= Joshua Upham =

Canadian judge (1741–1808)

Joshua Upham (November 3, 1741 - November 1, 1808) was a lawyer, judge and political figure in New Brunswick. He served as a member of the New Brunswick Council.

He was born in Brookfield, Massachusetts, the son of Dr. Jabez Upham and Katharine Nichols, and graduated from Harvard College in 1763. He practised law in Brookfield. In 1768, he married Elizabeth Murray. In 1777, when, as a lawyer, he was required to take an oath of allegiance to the American state, he declared himself a loyalist and left for New York City to join the British. (He was subsequently named in the Massachusetts Banishment Act of 1778.) Upham was an officer, ending the war as a major in the King's American Dragoons.
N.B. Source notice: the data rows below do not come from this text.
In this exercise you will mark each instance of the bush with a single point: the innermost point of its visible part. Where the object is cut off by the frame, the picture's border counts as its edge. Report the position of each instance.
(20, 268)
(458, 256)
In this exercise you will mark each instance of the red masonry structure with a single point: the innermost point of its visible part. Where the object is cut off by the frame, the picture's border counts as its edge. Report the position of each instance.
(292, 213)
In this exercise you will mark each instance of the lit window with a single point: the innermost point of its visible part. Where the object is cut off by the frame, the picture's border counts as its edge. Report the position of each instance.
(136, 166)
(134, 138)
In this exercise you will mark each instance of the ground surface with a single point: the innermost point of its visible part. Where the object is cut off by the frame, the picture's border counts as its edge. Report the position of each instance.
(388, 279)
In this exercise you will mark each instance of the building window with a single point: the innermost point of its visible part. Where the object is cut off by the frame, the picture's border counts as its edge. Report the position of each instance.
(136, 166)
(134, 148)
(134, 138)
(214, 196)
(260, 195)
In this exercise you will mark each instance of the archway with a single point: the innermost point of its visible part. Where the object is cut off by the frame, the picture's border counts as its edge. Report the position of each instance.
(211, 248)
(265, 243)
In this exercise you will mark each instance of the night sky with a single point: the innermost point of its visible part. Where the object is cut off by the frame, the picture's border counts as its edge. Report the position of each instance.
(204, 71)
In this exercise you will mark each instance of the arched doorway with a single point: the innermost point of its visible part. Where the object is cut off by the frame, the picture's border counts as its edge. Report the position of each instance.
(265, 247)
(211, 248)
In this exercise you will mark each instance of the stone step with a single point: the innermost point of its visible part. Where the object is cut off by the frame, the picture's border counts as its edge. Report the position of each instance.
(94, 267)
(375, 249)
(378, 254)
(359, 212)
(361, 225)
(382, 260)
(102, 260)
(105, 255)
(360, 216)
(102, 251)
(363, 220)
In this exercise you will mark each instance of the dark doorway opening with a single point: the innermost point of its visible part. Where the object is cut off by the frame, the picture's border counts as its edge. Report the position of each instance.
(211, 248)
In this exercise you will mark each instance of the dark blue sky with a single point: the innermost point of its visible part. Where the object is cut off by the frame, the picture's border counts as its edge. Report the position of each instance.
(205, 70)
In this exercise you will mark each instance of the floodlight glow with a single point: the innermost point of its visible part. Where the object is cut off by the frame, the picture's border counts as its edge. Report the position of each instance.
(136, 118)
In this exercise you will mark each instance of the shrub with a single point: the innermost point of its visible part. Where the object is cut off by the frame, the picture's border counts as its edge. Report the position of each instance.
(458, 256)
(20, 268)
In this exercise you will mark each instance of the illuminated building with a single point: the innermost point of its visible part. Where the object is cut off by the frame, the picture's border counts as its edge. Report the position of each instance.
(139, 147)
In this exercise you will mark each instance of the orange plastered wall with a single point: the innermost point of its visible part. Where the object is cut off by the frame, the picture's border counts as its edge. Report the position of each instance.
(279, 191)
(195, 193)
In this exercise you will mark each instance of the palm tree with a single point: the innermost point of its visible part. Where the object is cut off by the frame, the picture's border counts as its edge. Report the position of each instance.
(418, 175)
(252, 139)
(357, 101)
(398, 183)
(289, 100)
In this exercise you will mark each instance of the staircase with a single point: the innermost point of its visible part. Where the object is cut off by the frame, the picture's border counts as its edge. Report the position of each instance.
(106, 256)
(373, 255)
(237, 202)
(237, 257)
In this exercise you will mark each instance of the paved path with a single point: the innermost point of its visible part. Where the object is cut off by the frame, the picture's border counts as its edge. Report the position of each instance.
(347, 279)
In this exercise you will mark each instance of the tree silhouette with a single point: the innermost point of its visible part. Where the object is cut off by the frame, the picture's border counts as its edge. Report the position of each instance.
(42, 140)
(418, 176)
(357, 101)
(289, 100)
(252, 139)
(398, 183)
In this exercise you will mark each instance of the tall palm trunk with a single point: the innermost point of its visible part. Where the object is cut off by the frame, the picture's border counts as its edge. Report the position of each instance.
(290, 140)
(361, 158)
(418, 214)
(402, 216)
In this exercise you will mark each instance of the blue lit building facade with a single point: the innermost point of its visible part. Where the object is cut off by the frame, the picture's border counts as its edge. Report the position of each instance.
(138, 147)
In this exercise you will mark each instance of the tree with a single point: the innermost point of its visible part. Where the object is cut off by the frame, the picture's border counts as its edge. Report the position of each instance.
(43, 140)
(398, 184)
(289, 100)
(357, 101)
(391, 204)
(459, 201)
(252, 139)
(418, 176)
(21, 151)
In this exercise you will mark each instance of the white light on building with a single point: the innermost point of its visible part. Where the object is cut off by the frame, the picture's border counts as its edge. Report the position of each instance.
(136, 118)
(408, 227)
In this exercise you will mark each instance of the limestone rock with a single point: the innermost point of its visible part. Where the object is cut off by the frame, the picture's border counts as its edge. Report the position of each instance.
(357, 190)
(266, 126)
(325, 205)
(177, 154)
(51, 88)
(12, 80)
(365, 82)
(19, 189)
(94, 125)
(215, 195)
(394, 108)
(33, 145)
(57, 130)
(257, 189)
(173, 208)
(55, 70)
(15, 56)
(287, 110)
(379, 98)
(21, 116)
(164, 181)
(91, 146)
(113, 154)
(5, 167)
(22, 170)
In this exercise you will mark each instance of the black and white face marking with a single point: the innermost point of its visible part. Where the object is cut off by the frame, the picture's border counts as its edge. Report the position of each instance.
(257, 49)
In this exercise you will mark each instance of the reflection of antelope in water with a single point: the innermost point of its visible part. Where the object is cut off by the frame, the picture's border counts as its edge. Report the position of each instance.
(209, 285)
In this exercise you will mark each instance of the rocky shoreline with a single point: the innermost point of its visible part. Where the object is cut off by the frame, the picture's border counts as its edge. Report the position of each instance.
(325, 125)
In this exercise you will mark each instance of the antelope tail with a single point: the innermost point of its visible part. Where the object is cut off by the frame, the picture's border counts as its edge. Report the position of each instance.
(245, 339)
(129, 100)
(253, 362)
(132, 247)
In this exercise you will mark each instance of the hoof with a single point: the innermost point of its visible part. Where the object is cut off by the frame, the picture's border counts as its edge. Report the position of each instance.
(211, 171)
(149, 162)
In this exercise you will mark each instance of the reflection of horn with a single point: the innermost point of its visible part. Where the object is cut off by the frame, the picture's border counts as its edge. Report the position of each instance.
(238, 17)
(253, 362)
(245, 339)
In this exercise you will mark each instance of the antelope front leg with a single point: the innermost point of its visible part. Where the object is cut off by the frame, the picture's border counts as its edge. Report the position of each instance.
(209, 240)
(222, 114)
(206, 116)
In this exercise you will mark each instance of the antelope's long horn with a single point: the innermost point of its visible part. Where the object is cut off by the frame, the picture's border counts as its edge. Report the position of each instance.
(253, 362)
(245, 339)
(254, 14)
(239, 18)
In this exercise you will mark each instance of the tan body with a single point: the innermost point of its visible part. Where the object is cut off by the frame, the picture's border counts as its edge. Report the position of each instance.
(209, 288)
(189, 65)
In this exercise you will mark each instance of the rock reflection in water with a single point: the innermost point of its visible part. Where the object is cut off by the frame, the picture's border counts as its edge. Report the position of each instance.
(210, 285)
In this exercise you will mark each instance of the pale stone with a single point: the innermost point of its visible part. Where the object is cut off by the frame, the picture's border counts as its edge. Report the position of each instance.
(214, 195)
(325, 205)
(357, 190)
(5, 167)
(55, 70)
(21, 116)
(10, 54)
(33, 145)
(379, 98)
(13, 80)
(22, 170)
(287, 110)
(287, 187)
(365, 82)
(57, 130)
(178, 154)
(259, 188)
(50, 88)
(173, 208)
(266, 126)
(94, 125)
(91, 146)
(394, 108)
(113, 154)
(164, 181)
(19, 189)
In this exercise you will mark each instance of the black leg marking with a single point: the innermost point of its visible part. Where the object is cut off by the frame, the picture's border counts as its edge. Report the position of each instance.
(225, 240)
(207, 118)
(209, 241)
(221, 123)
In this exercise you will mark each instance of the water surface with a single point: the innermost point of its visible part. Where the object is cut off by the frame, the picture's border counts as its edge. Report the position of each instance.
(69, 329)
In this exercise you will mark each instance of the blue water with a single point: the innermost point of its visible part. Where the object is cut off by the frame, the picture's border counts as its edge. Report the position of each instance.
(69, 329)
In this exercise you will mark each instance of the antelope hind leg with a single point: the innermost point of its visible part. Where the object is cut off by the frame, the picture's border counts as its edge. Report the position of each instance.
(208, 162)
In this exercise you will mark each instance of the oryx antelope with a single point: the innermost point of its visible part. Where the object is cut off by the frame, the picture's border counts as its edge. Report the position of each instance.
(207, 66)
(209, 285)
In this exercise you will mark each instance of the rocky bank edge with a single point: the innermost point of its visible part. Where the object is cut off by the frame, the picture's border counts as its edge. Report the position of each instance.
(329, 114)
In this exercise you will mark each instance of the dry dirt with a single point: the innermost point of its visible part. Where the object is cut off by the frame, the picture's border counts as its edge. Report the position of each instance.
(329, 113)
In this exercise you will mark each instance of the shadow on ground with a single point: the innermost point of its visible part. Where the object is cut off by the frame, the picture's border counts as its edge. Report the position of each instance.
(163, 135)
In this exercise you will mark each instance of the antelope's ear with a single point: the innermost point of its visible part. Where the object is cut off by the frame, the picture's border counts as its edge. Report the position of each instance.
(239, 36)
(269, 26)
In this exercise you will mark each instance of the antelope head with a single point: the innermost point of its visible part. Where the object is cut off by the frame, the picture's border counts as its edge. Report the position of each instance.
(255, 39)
He was named a judge in the Supreme Court of New Brunswick in 1784. After the death of his first wife, he married Mary Chandler, the sister of Samuel Chandler and sister-law of Amos Botsford, in 1792. Upham, a slave-owner, voted to uphold the legality of slavery in New Brunswick in 1800 in R v Jones. He died at the age of 66 in London, England, where he had gone to lobby the British government to make the salaries of Supreme Court judges in New Brunswick comparable with those in Upper and Lower Canada.

His daughter Sarah married John Murray Bliss and his daughter Frances married John Wesley Weldon.